As a point of reference, the trial that led to the approval of Trikafta had about 400 patients in it. These will necessarily need to be smaller. But even so, a pretty significant part of the 3,000-5,000 patients that will be presumably targeted for therapies will need to be motivated to participate.
So, what does this mean for patients? It means you need to be thinking about this now. Over the next couple of years you’re going to hear more and more about cystic fibrosis gene therapies (I’m using the term to be inclusive of gene editing and mRNA medicines), and it’s going to be exciting. But it’s important that you learn how they work, how frequently they are dosed and by which method, the differences between them, what their clinical trial protocols will look like, and, if you can, attempt to figure out their chances of success based on earlier clinical readouts or candid conversations with CF providers on the front lines of clinical trials. I call this smart clinical trial enrollment. It’s rare that people have so many opportunities to choose from, but in this case it gives participants the leverage to pick winners. People will pick with their names on the informed consent pages.

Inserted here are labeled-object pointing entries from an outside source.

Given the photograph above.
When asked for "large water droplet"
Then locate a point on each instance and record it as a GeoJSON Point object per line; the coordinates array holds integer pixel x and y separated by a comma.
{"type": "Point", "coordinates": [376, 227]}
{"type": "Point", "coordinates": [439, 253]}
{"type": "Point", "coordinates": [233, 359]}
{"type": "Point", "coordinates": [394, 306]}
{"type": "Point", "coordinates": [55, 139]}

For companies, this also presents a challenge. Competitive enrollment is going to be the name of the game. Delayed or slowed enrollment can quickly increase the cost of facilitating a clinical trial, so much so that solvency becomes an issue. CF gene therapy makers aren’t going to get the luxury Vertex had with quick and clean enrollments during the modulator trials. So how can companies do that without unduly influencing participants? It means they need to be crystal clear about what their working on with community members. They will need to candidly talk about their trial design choices and solicit feedback from patient partners at the earliest parts of product development. They’re also going to need to talk about their therapy’s place in the CF care routine (if they understand it), and what its intensity might look like. The time is now for these companies to abandon industry jargon and meet patients where they are with clearly articulated messaging.
It’s an exciting time in cystic fibrosis and it’s going to be especially exciting to see how these clinical programs play out. Importantly, there are a few methods for reducing the enrollment burden for such a small population through something akin to a platform trial or by using synthetic control arms. Those are two trial designs that basically increase the utility of placebo control arms and could require fewer patients to be on a placebo. They’d require cross-industry collaboration, but I think it’s something the CF Foundation’s clinical trial network could pull off. If something like that ends up being the path forward, it would, yet again, be an example of the cystic fibrosis community leading the charge into future of clinical trials.